Roughly one in five University of Maryland students reported struggling with food insecurity, according to a Counseling Center study, the results of which were presented Wednesday.

The ongoing study, conducted by Counseling Center Research Director Yu-Wei Wang and graduate research assistant Leah Bush surveyed 4,901 undergraduate and graduate students at this university. Roughly 20 percent — about 980 students — said they were food insecure, which means they had a lack of access to sufficient and nutritious food.

Students who reported food insecurity were also likely to report poor health such as lower self-esteem, increased stress and depression, the study said. These students were also likely to report negative impacts of food insecurity on their academic careers, including failing assignments and exams, withdrawing from classes and potentially planning to withdraw from this university.

"We go throughout our days often satisfied," said Counseling Center Director Sharon Kirkland-Gordon. "[This study] has led us to believe that there are students, when we walk by them, there's somebody that's hungry. One out of five."

The study found that racial or ethnic minority students, first-generation college students, international students and students who live off the campus are among the groups more likely to report food insecurity. Students cited poverty and a lack of time as key factors that lead to food insecurity.

"Early in my graduate school experience, I went through incredible financial difficulty, a brief period of homelessness escaping domestic violence and limited access to food," one graduate student said in the survey. "I cried most nights because I didn't have enough money to make ends meet. Many people thought I was anorexic because I didn't eat much, but there wasn't food at home or time to go grocery shopping, let alone prepare food."

Some coping strategies students reported using included eating unhealthy food, skipping meals and avoiding eating out with friends. They also discussed a fear of discrimination due to a lack of sufficient access to food.
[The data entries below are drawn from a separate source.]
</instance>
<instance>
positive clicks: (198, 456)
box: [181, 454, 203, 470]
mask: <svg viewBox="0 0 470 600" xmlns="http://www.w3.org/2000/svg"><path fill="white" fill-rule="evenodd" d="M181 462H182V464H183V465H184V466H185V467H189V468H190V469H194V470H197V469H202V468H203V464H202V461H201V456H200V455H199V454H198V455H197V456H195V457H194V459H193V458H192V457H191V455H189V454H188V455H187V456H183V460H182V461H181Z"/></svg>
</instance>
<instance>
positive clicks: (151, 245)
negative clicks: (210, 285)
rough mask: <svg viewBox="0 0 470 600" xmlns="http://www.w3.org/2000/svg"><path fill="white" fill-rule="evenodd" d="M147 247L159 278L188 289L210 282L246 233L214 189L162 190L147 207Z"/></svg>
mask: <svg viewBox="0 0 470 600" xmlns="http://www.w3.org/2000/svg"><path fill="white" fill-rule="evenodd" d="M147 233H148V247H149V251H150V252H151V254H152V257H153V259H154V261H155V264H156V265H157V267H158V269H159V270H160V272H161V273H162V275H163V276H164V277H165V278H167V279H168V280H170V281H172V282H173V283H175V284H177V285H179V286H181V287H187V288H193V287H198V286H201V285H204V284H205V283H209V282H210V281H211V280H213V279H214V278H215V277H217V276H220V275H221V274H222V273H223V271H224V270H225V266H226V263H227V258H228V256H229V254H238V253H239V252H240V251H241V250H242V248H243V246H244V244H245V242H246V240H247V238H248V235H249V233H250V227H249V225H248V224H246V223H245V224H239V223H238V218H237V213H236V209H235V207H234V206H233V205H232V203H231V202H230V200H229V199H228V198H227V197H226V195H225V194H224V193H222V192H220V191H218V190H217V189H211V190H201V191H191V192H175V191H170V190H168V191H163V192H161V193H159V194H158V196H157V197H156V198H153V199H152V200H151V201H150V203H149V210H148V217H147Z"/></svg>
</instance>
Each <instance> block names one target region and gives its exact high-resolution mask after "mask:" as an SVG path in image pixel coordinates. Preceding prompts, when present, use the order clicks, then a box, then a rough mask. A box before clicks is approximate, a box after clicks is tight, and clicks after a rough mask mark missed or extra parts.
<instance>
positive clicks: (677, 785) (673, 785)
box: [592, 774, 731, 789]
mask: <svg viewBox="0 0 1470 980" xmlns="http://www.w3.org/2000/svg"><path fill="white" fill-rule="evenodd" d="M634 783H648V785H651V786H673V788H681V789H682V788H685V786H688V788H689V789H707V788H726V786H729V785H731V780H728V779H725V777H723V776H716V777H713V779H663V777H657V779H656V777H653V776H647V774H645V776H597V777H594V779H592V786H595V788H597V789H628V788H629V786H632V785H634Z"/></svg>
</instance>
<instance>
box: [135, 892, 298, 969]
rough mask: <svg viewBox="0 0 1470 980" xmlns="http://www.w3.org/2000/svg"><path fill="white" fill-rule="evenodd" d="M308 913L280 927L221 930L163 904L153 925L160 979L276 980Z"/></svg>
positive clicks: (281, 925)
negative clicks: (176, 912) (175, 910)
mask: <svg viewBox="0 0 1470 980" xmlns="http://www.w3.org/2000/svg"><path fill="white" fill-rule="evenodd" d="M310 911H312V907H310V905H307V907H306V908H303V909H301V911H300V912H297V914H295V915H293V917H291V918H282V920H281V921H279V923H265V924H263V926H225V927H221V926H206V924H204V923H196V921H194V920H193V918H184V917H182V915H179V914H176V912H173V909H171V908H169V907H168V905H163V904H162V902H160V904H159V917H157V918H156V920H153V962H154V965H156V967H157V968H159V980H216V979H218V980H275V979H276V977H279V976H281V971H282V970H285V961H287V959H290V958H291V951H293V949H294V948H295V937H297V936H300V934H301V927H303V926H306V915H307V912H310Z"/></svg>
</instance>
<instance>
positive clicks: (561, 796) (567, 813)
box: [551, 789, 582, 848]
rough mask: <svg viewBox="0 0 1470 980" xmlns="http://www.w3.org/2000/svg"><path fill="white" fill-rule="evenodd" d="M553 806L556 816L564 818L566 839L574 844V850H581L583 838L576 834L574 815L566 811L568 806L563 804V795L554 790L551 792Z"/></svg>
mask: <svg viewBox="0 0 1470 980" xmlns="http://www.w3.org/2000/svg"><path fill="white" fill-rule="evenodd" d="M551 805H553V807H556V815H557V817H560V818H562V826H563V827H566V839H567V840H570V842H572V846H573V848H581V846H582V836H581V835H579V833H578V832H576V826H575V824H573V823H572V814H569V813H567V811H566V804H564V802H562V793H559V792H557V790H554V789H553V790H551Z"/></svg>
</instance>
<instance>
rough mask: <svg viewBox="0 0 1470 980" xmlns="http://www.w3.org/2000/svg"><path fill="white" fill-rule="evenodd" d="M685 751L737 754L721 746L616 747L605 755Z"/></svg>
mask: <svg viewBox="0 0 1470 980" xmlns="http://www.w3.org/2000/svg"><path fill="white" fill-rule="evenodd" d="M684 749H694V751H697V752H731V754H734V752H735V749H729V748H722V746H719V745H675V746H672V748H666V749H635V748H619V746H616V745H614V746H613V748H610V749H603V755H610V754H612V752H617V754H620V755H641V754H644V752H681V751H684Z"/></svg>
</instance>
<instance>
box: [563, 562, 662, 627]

"One of my friends was not able to afford food because she had to pay for next semester, but was afraid to spread her problems onto others because 'You guys have more stuff to worry about than me,'" an undergraduate student reported. "Just letting students know that it's OK and they're not alone in the struggle would encourage more [students] to ask for help."

Last year, a public health school pilot study surveyed 237 undergraduates at this university and revealed that 15 percent of respondents suffered from food insecurity.

After completing the survey portion of the study last fall, Wang and her research team are conducting qualitative interviews this semester on individual student experiences with food insecurity, Wang said, adding that the study has received a "surprising" amount of student response so far.

"In my 20 years of doing research, I've never seen something like this," Wang said. "We have students who wrote paragraphs describing their experiences. … I do think that this is a concern, a problem, that a lot of students are facing."

Participants proposed increasing university access to healthy food on the campus, enhancing awareness of and education on food insecurity and providing financial support for those suffering from a lack of access to food.

Dining Services, the University Health Center and the Maryland Parent and Family Association partnered with the Counseling Center to provide funding for the study, Wang said.

Dining Services Assistant Director Allison Tjaden stressed the importance of the Campus Pantry — which provides emergency food to university students, faculty and staff in need — in light of the new study's conclusions. The pantry makes improvements each semester to further combat food insecurity, Tjaden said. This semester, students can schedule individual appointments to pick up food at the pantry.

"I really view the results of this study as a call to action for us in the Campus Pantry, in Dining Services, and in Student Affairs, but also for the entire campus community," Tjaden said.

Sophomore dietetics major Daniel Kim, an intern at the Campus Pantry, believes spreading awareness of food insecurity is key to solving the issue.

"The number one most important thing for us is getting the word spread," Kim said. "It can be difficult just because of the stigma of getting donations, but that's probably the most important thing that people can help with."